A tailor makes clothes.
To fashion something is to make something. To tailor something is to customise it.
`cat` is a Unix command for concatenating files, which you could argue is fusing them together?
I think you are onto something with ‘tailor’. If we take it as the verb ‘to tailor’ that is the synonym of the ‘to fashion’. Tailor as a profession is not a synonym of the noun ‘fashion’. But it is enough for them to be synonyms in one sense. So that works.
I hear you on ‘cat’ but i wouldn’t call that relationship synonyms.
when you make a list like this then it's always a challenge to deal with edge cases. fashion and tailor fit together as well as many other terms on that list. a swift taylor can be seen as producing fast fashion, even if not true in reality. fixing clothes is also the work of many tailors. with getting custom tailored clothes falling out of fashion (pun intended ;-) the bulk of the work of most tailors is making changes and fixing things. in germany it is even a recognized profession with a two year training (you can become a full tailor with an extra year). most of my visits to a tailor recently have literally been for a quick fix. stuff that i could probably have done myself if i had a sowing machine and time.
i am with you on the cat fusion however. i don't get that one either.
> fixing clothes is also the work of many tailors. with getting custom tailored clothes falling out of fashion
These are all good reasons for semantic closeness, but semantic closeness and being synonyms are not the same thing.
That being said while tailor (profession) is not a synonym of fashion (concept), tailor (verb) is a synonym of fashion (verb) and can be also a synonym of fix (verb).

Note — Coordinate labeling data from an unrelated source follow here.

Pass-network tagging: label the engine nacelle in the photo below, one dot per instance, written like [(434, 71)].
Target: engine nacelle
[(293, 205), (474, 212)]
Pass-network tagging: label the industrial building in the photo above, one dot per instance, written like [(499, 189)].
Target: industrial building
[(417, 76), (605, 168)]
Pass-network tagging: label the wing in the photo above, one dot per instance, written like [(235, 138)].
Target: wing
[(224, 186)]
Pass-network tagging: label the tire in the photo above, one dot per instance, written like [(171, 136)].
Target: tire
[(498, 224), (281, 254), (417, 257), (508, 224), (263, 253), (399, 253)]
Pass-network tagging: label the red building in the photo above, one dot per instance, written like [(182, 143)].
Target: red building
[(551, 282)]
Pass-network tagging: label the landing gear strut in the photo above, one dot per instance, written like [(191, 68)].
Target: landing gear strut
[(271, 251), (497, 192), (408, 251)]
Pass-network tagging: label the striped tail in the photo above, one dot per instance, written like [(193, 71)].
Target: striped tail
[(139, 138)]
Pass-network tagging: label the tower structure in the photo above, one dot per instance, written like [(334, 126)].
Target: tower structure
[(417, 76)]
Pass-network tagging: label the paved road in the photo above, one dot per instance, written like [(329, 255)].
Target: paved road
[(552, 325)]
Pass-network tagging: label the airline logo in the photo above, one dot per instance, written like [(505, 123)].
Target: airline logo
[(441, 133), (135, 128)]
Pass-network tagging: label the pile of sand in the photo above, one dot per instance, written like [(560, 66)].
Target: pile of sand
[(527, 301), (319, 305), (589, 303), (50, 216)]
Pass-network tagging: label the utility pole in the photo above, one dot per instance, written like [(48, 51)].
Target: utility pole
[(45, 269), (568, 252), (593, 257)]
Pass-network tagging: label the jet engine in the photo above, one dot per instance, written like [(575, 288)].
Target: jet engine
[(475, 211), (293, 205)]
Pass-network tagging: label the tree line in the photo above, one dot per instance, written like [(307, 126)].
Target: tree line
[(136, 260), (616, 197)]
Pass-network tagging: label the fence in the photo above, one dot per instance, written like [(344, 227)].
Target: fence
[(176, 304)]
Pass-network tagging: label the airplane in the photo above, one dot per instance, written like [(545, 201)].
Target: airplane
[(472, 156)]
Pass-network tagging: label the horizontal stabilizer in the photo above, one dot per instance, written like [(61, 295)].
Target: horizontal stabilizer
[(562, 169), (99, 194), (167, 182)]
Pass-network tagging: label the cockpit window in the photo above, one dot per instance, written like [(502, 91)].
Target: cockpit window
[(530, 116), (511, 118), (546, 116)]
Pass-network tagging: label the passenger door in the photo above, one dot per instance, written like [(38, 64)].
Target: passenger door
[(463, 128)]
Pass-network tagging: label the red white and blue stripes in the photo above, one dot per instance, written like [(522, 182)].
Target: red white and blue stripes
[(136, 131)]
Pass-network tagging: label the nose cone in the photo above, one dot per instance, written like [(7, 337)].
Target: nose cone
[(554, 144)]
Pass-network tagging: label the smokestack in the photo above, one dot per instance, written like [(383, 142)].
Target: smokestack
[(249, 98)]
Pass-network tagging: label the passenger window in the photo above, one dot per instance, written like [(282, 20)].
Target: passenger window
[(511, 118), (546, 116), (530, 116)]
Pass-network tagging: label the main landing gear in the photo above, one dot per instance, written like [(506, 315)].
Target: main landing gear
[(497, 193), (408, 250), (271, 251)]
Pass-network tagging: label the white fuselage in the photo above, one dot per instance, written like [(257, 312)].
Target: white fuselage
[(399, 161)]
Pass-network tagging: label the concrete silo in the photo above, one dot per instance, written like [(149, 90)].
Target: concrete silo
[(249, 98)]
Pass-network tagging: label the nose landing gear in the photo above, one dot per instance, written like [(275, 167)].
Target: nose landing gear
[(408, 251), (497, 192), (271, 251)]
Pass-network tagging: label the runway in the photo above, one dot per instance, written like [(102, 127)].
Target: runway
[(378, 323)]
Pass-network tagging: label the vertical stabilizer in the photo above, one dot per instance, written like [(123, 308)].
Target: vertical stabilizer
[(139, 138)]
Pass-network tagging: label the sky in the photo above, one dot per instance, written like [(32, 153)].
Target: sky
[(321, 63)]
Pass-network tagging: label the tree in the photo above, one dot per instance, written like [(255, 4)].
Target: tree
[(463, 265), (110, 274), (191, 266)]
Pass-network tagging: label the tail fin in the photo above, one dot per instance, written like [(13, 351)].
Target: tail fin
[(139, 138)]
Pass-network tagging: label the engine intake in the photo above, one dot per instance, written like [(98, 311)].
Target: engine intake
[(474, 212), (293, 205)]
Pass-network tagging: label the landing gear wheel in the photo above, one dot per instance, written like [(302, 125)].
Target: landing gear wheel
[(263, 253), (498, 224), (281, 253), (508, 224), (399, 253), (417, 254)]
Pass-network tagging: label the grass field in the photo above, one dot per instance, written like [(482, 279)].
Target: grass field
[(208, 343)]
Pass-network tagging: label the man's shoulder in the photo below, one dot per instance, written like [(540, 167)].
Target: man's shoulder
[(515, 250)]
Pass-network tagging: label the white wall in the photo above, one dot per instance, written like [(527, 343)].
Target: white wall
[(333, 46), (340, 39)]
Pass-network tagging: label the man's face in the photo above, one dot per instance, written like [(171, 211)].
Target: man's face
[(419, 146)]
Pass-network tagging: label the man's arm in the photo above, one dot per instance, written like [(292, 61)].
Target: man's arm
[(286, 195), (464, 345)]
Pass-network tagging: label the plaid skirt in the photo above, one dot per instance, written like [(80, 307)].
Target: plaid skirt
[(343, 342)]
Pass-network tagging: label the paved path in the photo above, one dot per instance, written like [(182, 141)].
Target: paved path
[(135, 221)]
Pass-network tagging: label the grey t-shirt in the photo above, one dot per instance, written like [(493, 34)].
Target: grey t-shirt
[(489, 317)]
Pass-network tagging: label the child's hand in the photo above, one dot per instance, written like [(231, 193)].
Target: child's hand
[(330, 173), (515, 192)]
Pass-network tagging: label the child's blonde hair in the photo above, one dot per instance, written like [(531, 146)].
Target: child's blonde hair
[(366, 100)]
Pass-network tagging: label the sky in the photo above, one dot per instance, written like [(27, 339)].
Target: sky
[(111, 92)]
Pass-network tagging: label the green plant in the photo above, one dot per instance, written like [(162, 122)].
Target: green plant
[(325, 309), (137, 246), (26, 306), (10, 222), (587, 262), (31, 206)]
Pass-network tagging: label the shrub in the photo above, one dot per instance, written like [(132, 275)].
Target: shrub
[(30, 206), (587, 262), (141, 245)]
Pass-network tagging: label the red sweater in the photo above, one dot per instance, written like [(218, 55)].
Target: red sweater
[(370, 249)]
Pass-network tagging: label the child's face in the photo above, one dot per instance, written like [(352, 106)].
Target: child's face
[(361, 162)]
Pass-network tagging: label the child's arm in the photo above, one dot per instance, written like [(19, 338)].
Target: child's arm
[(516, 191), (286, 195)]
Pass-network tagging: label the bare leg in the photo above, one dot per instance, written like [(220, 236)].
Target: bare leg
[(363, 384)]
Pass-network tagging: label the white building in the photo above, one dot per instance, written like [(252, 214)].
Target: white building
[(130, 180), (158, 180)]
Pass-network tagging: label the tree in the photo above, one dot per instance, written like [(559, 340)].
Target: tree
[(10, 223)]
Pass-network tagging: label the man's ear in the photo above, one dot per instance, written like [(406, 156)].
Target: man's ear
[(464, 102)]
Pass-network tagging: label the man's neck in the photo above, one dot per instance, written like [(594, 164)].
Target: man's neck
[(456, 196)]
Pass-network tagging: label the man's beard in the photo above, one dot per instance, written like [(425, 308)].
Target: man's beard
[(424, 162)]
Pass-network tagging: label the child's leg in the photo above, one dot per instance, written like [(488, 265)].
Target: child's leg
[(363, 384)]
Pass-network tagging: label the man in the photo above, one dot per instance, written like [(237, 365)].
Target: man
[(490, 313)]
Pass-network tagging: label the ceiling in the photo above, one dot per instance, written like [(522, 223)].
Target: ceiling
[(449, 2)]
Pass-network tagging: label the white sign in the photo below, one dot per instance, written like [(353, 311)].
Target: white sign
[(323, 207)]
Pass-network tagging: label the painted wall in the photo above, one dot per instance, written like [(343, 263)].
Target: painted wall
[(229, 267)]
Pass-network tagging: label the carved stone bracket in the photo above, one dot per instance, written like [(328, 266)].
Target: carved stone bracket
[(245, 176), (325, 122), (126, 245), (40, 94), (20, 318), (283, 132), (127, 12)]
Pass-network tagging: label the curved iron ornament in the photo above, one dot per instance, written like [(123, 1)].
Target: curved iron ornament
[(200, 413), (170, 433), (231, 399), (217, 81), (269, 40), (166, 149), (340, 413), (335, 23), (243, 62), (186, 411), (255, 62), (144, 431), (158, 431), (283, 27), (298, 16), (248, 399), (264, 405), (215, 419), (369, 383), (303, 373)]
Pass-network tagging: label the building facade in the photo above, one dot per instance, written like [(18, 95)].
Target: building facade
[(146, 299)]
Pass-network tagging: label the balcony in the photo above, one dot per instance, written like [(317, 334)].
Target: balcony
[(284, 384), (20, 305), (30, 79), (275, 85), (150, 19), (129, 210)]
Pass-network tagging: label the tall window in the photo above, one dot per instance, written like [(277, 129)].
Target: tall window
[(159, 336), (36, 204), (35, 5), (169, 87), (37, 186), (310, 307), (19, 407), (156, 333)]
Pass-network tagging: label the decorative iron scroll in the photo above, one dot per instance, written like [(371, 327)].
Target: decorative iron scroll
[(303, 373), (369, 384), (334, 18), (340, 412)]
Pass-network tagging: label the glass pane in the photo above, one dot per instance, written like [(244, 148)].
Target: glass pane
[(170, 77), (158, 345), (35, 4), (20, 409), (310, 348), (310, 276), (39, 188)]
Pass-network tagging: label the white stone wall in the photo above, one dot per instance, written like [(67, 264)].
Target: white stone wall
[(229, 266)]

Hypothesis = Understatement makes sense, right?
That's a very loose definition of "synonyms" . Most are like "conceptually adjacent".
Indeed. 'beach' and 'wave' are definitely not synonyms, and while a shelf is a platform, not all platforms are shelves. Too many of these are essentially really forced puns. But there are some absolute crackers in there nonetheless.

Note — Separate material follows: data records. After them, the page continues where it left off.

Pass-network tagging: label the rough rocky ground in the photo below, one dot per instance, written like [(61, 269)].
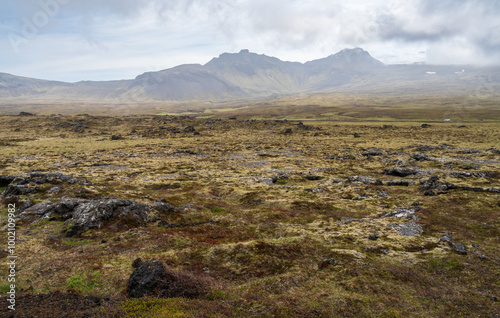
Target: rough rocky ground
[(290, 218)]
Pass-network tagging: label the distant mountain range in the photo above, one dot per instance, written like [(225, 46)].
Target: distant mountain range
[(248, 75)]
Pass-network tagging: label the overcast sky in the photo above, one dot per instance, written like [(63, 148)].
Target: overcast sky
[(74, 40)]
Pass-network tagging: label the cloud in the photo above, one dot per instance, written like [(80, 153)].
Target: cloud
[(167, 32)]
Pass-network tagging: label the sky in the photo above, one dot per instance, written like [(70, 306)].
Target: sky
[(73, 40)]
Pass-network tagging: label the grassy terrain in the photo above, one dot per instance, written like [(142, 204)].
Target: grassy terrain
[(286, 249), (318, 106)]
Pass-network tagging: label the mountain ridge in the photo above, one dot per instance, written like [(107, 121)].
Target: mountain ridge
[(236, 76)]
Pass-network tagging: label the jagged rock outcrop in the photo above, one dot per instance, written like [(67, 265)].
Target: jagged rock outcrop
[(81, 215)]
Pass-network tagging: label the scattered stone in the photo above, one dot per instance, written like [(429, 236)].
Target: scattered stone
[(420, 156), (54, 190), (375, 236), (6, 180), (145, 279), (373, 152), (364, 179), (403, 183), (460, 249), (312, 177), (269, 181), (338, 180), (327, 262), (383, 194), (403, 212), (137, 262), (164, 207), (408, 228), (433, 186), (401, 172), (445, 238), (81, 215), (26, 114), (316, 190)]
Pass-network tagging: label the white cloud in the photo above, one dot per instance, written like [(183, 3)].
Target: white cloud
[(119, 38)]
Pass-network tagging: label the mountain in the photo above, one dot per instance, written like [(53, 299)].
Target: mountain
[(233, 76)]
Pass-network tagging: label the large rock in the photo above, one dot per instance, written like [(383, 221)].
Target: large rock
[(401, 172), (433, 185), (95, 213), (408, 228), (145, 279), (82, 215), (365, 179)]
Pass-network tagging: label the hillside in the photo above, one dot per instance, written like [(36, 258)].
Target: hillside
[(244, 75)]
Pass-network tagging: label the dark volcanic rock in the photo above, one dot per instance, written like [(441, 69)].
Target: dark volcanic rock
[(407, 229), (145, 279), (433, 186), (364, 179), (163, 206), (95, 213), (403, 183), (82, 215), (6, 180), (460, 249), (313, 177), (373, 152), (26, 114), (401, 172), (420, 156)]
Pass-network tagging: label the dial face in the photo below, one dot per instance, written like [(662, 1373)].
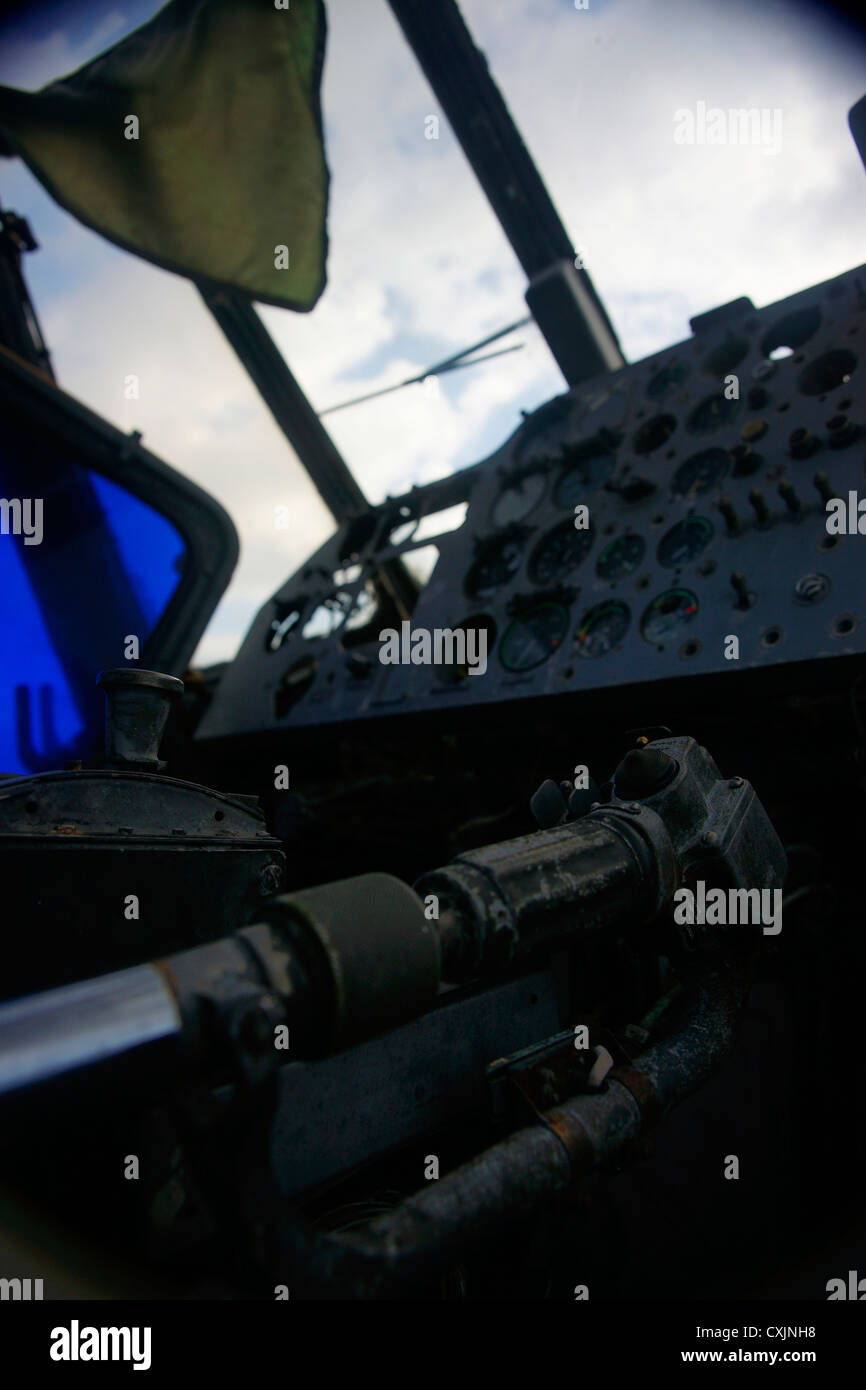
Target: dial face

A related idea I've thought of is finding (comparatively) long words that have different definitions in different languages. E.g. "fetter" (English/German). In theory you only need a wordlist for each language, but in practice, most common words across languages also share definitions (e.g. "unintelligent" in English/German).
These are called False Friends - https://en.wikipedia.org/wiki/False_friend
Hacker News / Tweaker Buzz?
Just noted to my partner last night, a screw and a nail are similar things, but "you screwed it" and "you nailed it" are opposites. But if you take them as sexual innuendo they mean the same thing again.
I have to admit some of these took a moment to register.
Brilliant, and hilarious. Thank you for sharing!
this is absolutely genius
Someone please vibe code a quick website to submit, verify, rank, filter, sort and explain/comment on all of these. Should be an hour with Cursor.